I am trying to use a package that depends on pykeops and have been having immense difficulties getting keops to work without errors on my environment on the gpu server that I run my code on. After a great deal of effort I have now got it to succesfully find cuda and am able to import pykeops without an immediate crash, but I am still unable to get the code I need working in my jupyter notebook.

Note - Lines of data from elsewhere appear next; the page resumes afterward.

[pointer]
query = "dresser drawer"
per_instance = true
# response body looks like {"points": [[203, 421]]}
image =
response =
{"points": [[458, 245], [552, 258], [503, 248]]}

When I run the following code:

import pykeops
pykeops.test_torch_bindings()

it works fine in the regular python shell of my virtual environment from the terminal, but when I try to run the same thing in a jupyter notebook session that is using the kernel from that same virtual environment it gives me the following error:

ImportError: Python version mismatch: module was compiled for Python 3.6, but the interpreter version is incompatible: 3.7.10 | packaged by conda-forge | (default, Feb 19 2021, 16:07:37) 
[GCC 9.3.0].

When I run sys.version in either the jupyter notebook session or the terminal python session it says

'3.7.10 | packaged by conda-forge | (default, Feb 19 2021, 16:07:37) \n[GCC 9.3.0]'

which python3 and which pip also confirm that it is finding the python version linked to the correct virtual environment.

Any idea how to fix this?

jeanfeydy commented 1 year ago

Hi @krylea,

Thanks for your interest in the library, and apologies for the delayed answer! Without access to your precise configuration, it is hard to know what is going wrong here. But I would suggest the following strategies:

  1. Try to remove all the cached KeOps binaries: they may have been compiled on your system with Python 3.6 when you tested KeOps in the terminal, and are now faulty when you try to use them with Python 3.7 from your notebook. You should be able to do this with import pykeops; pykeops.clean_pykeops() or, if this fails, manually by deleting a folder called ~/.cache/pykeops2.1_.../ in your home folder.

  2. Alternatively, you may prefer to use a standard environment via a Docker or Singularity container. This may be the simplest option on a GPU server that you do not control entirely: unfortunately, sysadmins in different institutions tend to provide concurrent versions of CUDA or Python in non-standard ways, which causes the issues that you have run into. We provide a standard PyTorch+KeOps container on DockerHub and explain how to use it with Docker and Singularity in the documentation.